Jeden z piękniejszych drewnianych kościołów archidiecezji katowickiej stoi na samym jej skraju – w Wiśle Małej.
To jedyna w archidiecezji katowickiej świątynia pod wezwaniem św. Jakuba Starszego, czczonego m.in. w Santiago de Compostela. To właśnie ten apostoł ze swoim bratem Janem oraz z Piotrem towarzyszył Jezusowi w czasie przemienienia na Górze Tabor i był najbliżej Zbawiciela w Ogrójcu.
Ogniska Sowietów
W kościele w Wiśle Małej pod Pszczyną Jakub został przedstawiony na barokowym obrazie w głównym ołtarzu, i to dwa razy. Na pierwszy rzut oka widać tutaj tylko scenę przyjęcia apostoła do nieba. – W prawym dolnym rogu obrazu jest jeszcze druga scena, którą widać tylko z bliska. To ścięcie świętego Jakuba na rozkaz Heroda – pokazuje ks. proboszcz Grzegorz Seweryn. Rzeczywiście, jeśli dobrze się przyjrzeć, widać półnagiego kata, wznoszącego miecz nad bezgłowym już ciałem apostoła.
Ten obraz pod koniec II wojny światowej został podziurawiony odłamkami. Na szczęście udało się go uratować. Cały kościół zresztą mocno ucierpiał w czasie walk na początku 1945 roku. – W czasie montowania nowego oświetlenia w prezbiterium znaleźliśmy niedawno duże odłamki pocisków – pokazuje proboszcz.

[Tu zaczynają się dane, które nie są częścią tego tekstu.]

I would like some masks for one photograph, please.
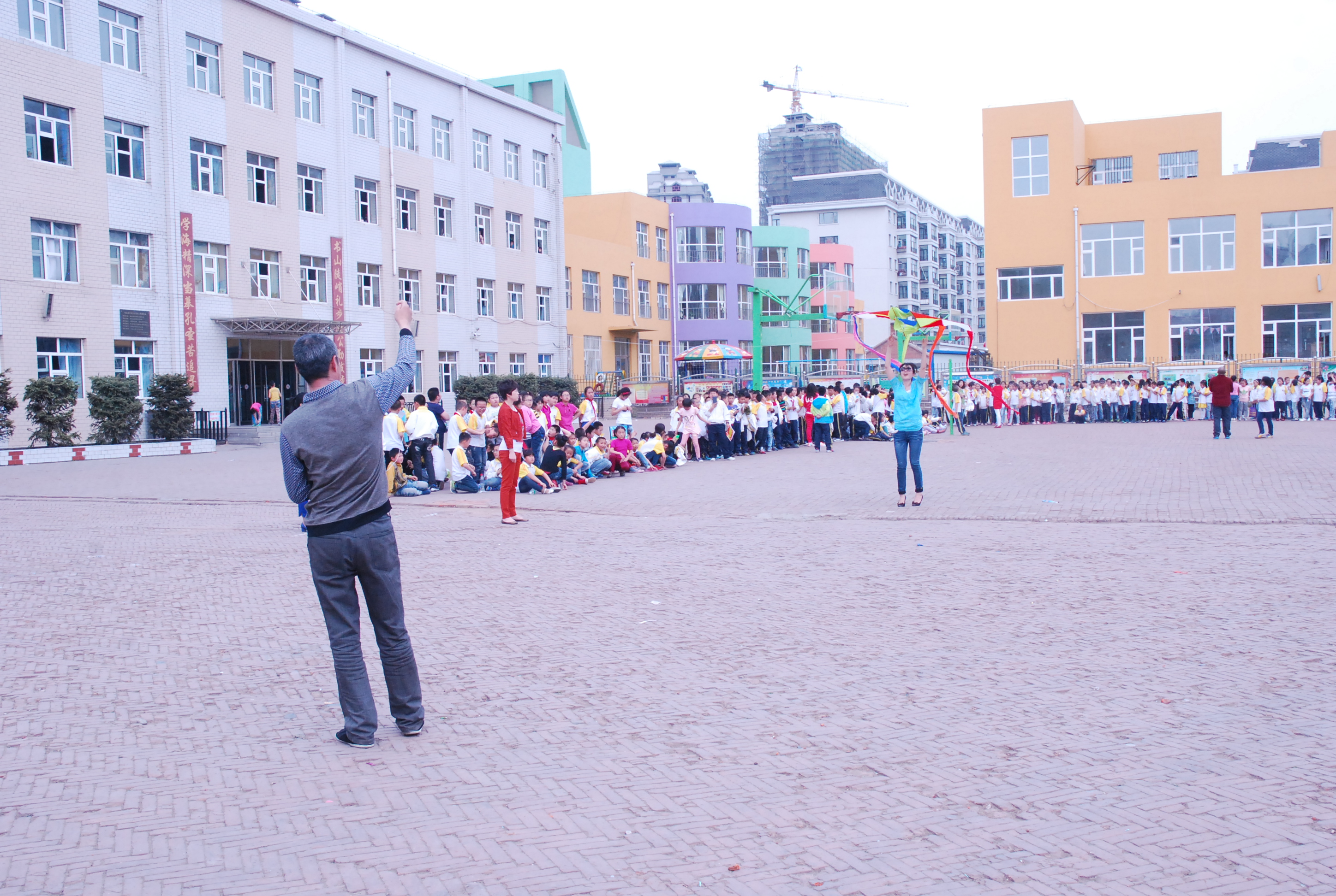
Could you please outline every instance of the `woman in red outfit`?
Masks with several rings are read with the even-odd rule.
[[[520,383],[502,379],[497,383],[497,391],[501,393],[501,410],[497,414],[497,434],[501,437],[501,445],[497,446],[497,458],[501,461],[501,522],[514,526],[528,522],[528,518],[514,513],[514,490],[520,485],[520,463],[524,461],[524,421],[517,407]]]

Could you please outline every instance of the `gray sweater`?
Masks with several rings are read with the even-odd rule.
[[[306,502],[307,534],[345,531],[389,513],[381,422],[413,385],[415,362],[413,335],[401,330],[393,367],[306,393],[302,406],[283,421],[278,443],[283,483],[289,498]]]

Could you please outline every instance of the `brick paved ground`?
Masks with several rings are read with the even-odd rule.
[[[1336,892],[1336,425],[1280,433],[397,502],[429,728],[366,752],[271,449],[0,470],[0,892]]]

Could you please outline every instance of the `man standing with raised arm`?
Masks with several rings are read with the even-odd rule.
[[[334,738],[375,746],[375,701],[362,660],[361,612],[354,580],[362,582],[366,614],[375,629],[390,712],[399,730],[422,733],[422,686],[403,624],[399,549],[385,494],[385,461],[375,434],[381,417],[413,383],[413,310],[399,302],[399,354],[382,374],[341,382],[334,341],[310,332],[293,346],[293,361],[309,391],[283,421],[278,450],[287,497],[306,511],[306,553],[334,654],[343,728]]]

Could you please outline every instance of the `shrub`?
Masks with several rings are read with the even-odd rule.
[[[73,445],[79,439],[75,431],[75,405],[79,402],[79,383],[69,377],[48,377],[29,379],[23,390],[23,401],[28,402],[28,419],[32,422],[32,441],[45,442],[47,447]]]
[[[8,442],[13,435],[13,409],[19,406],[19,399],[13,397],[13,381],[9,379],[8,370],[0,370],[0,442]]]
[[[460,377],[454,381],[454,397],[468,398],[470,402],[478,398],[486,398],[497,390],[497,383],[502,379],[514,379],[520,383],[521,393],[533,393],[537,397],[540,393],[557,393],[561,394],[562,389],[569,389],[572,398],[578,395],[576,390],[576,381],[569,377],[540,377],[538,374],[521,374],[518,377],[497,377],[488,374],[485,377]]]
[[[128,442],[139,431],[144,403],[139,401],[139,381],[124,377],[94,377],[88,393],[92,441],[98,445]]]
[[[154,438],[176,442],[195,429],[195,399],[186,374],[158,374],[148,386]]]

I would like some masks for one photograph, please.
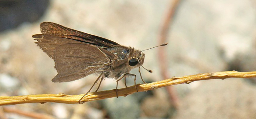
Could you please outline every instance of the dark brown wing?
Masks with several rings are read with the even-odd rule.
[[[111,52],[96,46],[46,35],[32,36],[38,41],[37,46],[55,62],[58,74],[52,80],[54,82],[71,81],[100,72],[107,68],[110,61],[106,54]]]
[[[107,39],[70,29],[52,22],[45,22],[40,25],[41,32],[43,34],[68,38],[79,41],[100,47],[108,49],[118,43]]]

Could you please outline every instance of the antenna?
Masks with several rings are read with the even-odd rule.
[[[164,44],[162,44],[161,45],[159,45],[159,46],[155,46],[155,47],[151,47],[151,48],[148,48],[148,49],[146,49],[146,50],[142,50],[142,51],[145,51],[145,50],[148,50],[151,49],[152,49],[152,48],[155,48],[155,47],[159,47],[159,46],[166,46],[166,45],[167,45],[167,44],[168,44],[168,43],[164,43]],[[143,66],[142,66],[142,67],[143,67]],[[144,67],[143,67],[143,68],[144,68]],[[145,69],[145,68],[144,68]]]

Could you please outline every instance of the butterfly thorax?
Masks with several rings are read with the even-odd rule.
[[[116,56],[116,58],[111,59],[111,68],[105,72],[105,76],[107,77],[117,79],[122,74],[128,73],[132,69],[140,66],[144,61],[145,54],[131,47],[120,46],[107,50]],[[138,62],[136,64],[131,64],[130,61],[132,59],[138,59],[140,64]]]

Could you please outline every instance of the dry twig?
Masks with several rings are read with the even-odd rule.
[[[250,78],[256,77],[256,71],[251,72],[238,72],[235,71],[223,72],[200,74],[197,74],[185,76],[182,77],[173,77],[169,79],[145,84],[136,85],[139,92],[145,91],[172,85],[182,83],[189,84],[195,81],[211,79],[227,78]],[[96,100],[101,100],[116,97],[115,89],[89,93],[81,101],[86,102]],[[126,96],[136,93],[134,86],[119,89],[118,96]],[[38,94],[14,96],[0,97],[0,106],[14,105],[31,103],[47,102],[75,104],[79,103],[79,101],[84,94],[77,95],[69,95],[63,94]]]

Po przetoczeniu się frontu, pod malowniczymi podcieniami tej świątyni, tak zwanymi sobotami, spali żołnierze sowieccy. – Ówczesny proboszcz, ks. Hübner, pilnował ich, żeby nie puścili kościoła z dymem, bo palili pod tymi sobotami ogniska. Sowieci grozili mu wtedy: „My tiebia ubijem” – relacjonuje ks. Grzegorz Seweryn.
Farorz na dwóch obrazach
W barokowym wnętrzu tego kościoła został aż dwa razy przedstawiony jego budowniczy sprzed 250 lat, ksiądz Marcin Kroczek rodem z Paprocan. Na jednym z obrazów klęczy przed świętym Marcinem, przedstawionym na koniu. Na drugim wizerunku, poświęconym świętemu Walentemu, wychyla się na trzecim planie zza czyjegoś ramienia. – Brat ks. Marcina, ks. Stanisław Kroczek, wybudował kościół św. Marii Magdaleny w Tychach. Na to, żeby świątynia w Wiśle Małej też była murowana, nie zgodził się książę pszczyński, ale dał budulec ze swoich lasów na wzniesienie drewnianego kościoła – mówi ks. Seweryn. – Nasz kościół został postawiony w 1775 roku w zaledwie w cztery miesiące – dodaje.
Siedem lat później powstała jeszcze wolnostojąca wieża z pięknym, baniastym hełmem. Po I wojnie światowej świątynię powiększono, łącząc ją z dzwonnicą.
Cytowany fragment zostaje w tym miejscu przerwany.